Nestle announced it was also suspending deliveries of all products using beef supplied by German firm HJ Schypke, a subcontractor of JBS Toledo.
A Nestle frozen meat product for catering businesses, produced in France, will also be withdrawn from sale.
Nestle apologized to consumers while assuring that “actions being taken to deal with this issue will result in higher standards and enhanced traceability.”
Earlier on Monday, German discount chain Lidl pulled ready-made meals from the shelves of its Finnish, Danish, Swedish and Belgian stores after tests confirmed the presence of horsemeat.

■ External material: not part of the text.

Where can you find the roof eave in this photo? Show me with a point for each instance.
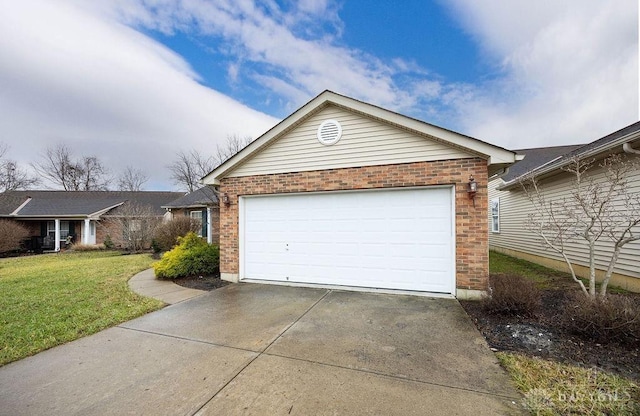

Lidl said last week it had found traces of horse in beef goulash and a tortellini bolognese product sold by its Austrian subsidiary.
Concerns about horsemeat first emerged in the middle of last month, when Irish authorities found traces of horse in beefburgers made by firms in Ireland and Britain and sold in supermarket chains, including Tesco and Aldi.
The scandal then intensified when French firm Comigel alerted Findus this month to the presence of horsemeat in the meals it had made for the food giant and which were on sale in Britain.
Since then, supermarket chains have removed millions of “beef” products as tests are carried out to detect horsemeat, which is eaten in many European countries, but is taboo in Britain and others.
Horsemeat had already been confirmed in products found in Britain, Ireland, France, Austria, Norway, the Netherlands and Germany.